What would be a good MC to shoot for if I want to do flat work with them?
Thanks in advance.


----------



## Tclem (Mar 24, 2015)

I think you need to send them to me and I'll turn them and let you know

Reactions: Funny 1


----------



## Tony (Mar 24, 2015)

@Kevin would probably know better than anybody.

Reactions: Thank You! 1 | Agree 1


----------



## TimR (Mar 24, 2015)

Hmmm, I'd want drier than that for stable flatwork. You need at least a small kiln to boost things.

Reactions: Thank You! 1


----------



## justallan (Mar 24, 2015)

@Tclem Well Tony, I surely would you know, but with the sealer I just cant get the stamps to stick.

Reactions: Funny 8


----------



## JR Custom Calls (Mar 24, 2015)

justallan said:


> if you all think they are dry enough yet


I think they're dry enough to dry a little more...

Reactions: Funny 4


----------



## justallan (Mar 26, 2015)

What is a good MC to shoot for on slabs that I want to make a clock or table out of? I much rather let them sit awhile longer than strip the sealer off and have them crack all to heck. Any help is appreciated.


----------



## manbuckwal (Mar 26, 2015)

I would say 10% or less, less would be better . That being said, you may or may not be able to reach that air drying in your area without "drying" them in a kiln . Not sure how big your clock is going to be, but you could cut it to length and dry in an old oven or perhaps build you a small kiln . @Treecycle Hardwoods might have some ideas ?

Reactions: Thank You! 1


----------



## Treecycle Hardwoods (Mar 26, 2015)

justallan said:


> I have a couple slabs that I've stashed away that I want to make something out of and am wondering if you all think they are dry enough yet.
> They are flamed box elder burl about 2x18x36, or there about, and are at 14%.
> Do you all think they are safe to surface and use?
> If you need any more info, please ask.


Is it waxed and reading 14% I have found that AS will skew my moisture meter. If it is unwaxed and reading 14% I would say you should wait a little longer. In my neck of the woods EMC is 10-12% and that will be the best I could accomplish with just air drying alone unless we had several weeks of really dry weather come thru then it might dip below 10% for MC. If you know what your local EMC is that will give you a good idea when it is dry enough to work with.

Reactions: Thank You! 1


----------



## Kevin (Mar 26, 2015)

What's not being discussed is what will be the average RH will where it'll be placed in service. I don't know what your RH is right now, but if it's 75% then your MC of 14% is EMC and will not dry further unless you force it out (with a kiln).
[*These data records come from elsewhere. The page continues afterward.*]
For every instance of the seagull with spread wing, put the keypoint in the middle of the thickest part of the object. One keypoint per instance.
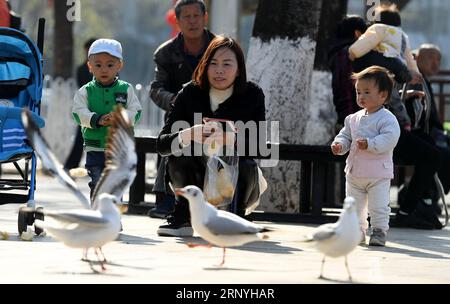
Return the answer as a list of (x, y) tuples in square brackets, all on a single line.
[(96, 225), (218, 227)]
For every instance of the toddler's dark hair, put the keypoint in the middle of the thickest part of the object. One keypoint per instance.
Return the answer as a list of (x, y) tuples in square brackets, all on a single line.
[(382, 77)]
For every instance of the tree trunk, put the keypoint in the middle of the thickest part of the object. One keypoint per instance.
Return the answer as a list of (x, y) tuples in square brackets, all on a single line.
[(322, 94), (63, 42), (281, 59)]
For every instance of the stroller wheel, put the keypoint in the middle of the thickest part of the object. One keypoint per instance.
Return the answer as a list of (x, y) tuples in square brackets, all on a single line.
[(22, 221), (38, 216)]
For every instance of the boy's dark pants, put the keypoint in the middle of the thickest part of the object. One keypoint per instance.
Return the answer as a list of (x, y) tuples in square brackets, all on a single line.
[(95, 163)]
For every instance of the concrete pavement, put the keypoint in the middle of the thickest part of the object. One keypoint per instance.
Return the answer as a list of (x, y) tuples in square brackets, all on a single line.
[(141, 256)]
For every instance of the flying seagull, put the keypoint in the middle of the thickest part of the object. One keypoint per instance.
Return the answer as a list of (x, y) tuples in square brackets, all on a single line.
[(221, 228), (96, 225), (340, 238)]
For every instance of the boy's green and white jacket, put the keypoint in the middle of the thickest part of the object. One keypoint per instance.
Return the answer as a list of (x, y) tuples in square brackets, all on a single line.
[(93, 100)]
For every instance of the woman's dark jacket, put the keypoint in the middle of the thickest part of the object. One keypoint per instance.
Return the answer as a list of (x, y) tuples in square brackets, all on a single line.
[(245, 106)]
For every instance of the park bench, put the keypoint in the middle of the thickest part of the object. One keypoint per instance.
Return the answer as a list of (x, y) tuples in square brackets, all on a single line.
[(317, 183)]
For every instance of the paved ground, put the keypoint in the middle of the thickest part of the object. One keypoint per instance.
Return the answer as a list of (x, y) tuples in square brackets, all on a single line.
[(140, 256)]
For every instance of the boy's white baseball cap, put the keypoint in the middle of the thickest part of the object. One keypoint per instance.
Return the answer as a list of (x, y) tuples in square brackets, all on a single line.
[(110, 46)]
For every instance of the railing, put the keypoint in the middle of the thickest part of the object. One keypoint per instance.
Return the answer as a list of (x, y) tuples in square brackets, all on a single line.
[(442, 95)]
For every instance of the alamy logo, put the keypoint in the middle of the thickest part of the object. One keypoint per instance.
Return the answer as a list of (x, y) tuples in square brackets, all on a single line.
[(251, 140), (74, 11)]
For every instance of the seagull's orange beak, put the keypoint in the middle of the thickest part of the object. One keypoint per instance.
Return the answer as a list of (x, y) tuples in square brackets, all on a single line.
[(179, 191)]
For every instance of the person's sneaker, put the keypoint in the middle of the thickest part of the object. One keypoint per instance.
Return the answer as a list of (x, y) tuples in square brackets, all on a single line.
[(412, 221), (164, 206), (158, 212), (427, 213), (377, 238), (175, 228)]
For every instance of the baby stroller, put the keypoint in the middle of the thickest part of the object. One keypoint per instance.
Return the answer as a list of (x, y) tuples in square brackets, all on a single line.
[(21, 78)]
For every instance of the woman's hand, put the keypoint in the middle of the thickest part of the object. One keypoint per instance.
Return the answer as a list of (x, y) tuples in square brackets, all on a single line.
[(198, 133)]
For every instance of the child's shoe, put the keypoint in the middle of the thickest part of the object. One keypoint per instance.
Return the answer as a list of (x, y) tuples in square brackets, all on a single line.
[(377, 238)]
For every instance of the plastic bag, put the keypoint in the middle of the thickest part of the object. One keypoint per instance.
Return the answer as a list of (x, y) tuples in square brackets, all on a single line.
[(220, 179)]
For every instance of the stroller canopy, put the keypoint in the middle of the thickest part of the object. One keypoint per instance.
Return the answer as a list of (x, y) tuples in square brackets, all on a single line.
[(20, 60)]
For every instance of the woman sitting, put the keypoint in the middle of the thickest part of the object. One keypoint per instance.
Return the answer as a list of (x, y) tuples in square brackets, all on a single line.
[(219, 89)]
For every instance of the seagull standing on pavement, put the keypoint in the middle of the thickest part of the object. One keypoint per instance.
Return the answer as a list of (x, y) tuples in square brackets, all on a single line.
[(218, 227), (338, 239), (96, 225)]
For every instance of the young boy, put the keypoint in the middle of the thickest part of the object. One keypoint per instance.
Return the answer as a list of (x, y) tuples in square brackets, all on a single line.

If you build it now with 14% MC and this winter the RH in the space where it goes into service goes down to a typical heated home RH of say 25 to 30% then the MC in the wood will drop to around 5% and the piece will likely crack pretty badly. 

I would try to get it down to 8 or 9% and then build with it. That gives it less movement either way once placed into service and a better chance to stay together.

Reactions: Thank You! 1


----------



## Final Strut (Mar 26, 2015)

Treecycle Hardwoods said:


> In my neck of the chicken lip pies



Your neck of the what?!?!?

Reactions: Funny 3


----------



## steve bellinger (Mar 27, 2015)

Allan with these being fairly small, I would bring them in the house, weigh them and check weight till they stopped loosing weight. I do this with my turned pieces all the time and I know a lot of folks do the same thing. Also if you have a microwave big enough to hold these, don't be afraid to use it. If using a MW "DON'T" try drying them to fast. I also do this in conjunction with the weight thing.

Reactions: Thank You! 1


----------